Bei Terrorismus gibt es nichts zu erklären. Er ist mit nichts zu legitimieren, auch nicht mit israelischer Politik. Selbstverständlich kann und soll sie kritisiert werden, wenn der Kontext es zulässt. Doch Kritik und Ideologie stehen zusammen auf Messers Schneide. Es ist nicht weiter erstaunlich, dass gerade intellektuelle Kreise nicht in der Lage sind, hier zu differenzieren. Das jüngste Beispiel in Harvard zeigt, dass die aktuellen Diskurse – also all die woken, identitären und postkolonialen Theorien, wo es um Diversität, Rassismus und Minderheiten geht – keine scharfe Trennlinie zwischen Juden und Antisemitismus ziehen.

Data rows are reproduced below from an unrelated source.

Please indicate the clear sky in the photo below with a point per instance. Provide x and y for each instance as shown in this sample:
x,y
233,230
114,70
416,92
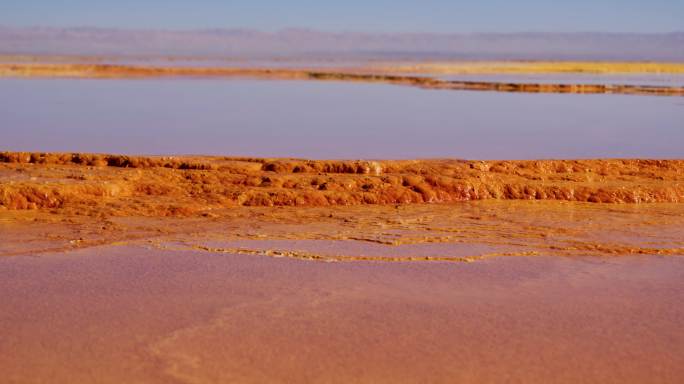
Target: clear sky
x,y
361,15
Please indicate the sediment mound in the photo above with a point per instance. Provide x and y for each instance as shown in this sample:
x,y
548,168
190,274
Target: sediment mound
x,y
161,186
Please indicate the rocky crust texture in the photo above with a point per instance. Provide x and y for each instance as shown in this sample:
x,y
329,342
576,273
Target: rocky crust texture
x,y
356,75
180,186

Es ist irritierend, dass ausgerechnet jene, die sich mit Diversität, Rassismus und Minderheiten beschäftigten, auf beiden Augen blind sind, wenn es um Juden und Antisemitismus geht. Was dazu führt, dass die Lesart der Ereignisse auch das Opfer-Täter-Schema dreht. Dann überraschen auch Stellungnahmen wie diese von mehr als 30 studentischen Organisationen der Harvard University vom 7. Oktober nicht: »Wir machen das israelische Regime vollumfänglich verantwortlich für die sich entwickelnde Gewalt.«
Ja, die Situation in Gaza ist desolat und grauenhaft. Tote Zivilisten sind immer zu viel. Aber die Attacken des 7. Oktober haben nicht nur »sur place« stattgefunden. Mit ihnen geriet die ganze Welt ins Wanken – sowohl politisch als auch gesellschaftlich. Und es braucht kein Orakel von Delphi, das voraussagt, dass nun Angst in den Köpfen jüdischer Menschen grassiert.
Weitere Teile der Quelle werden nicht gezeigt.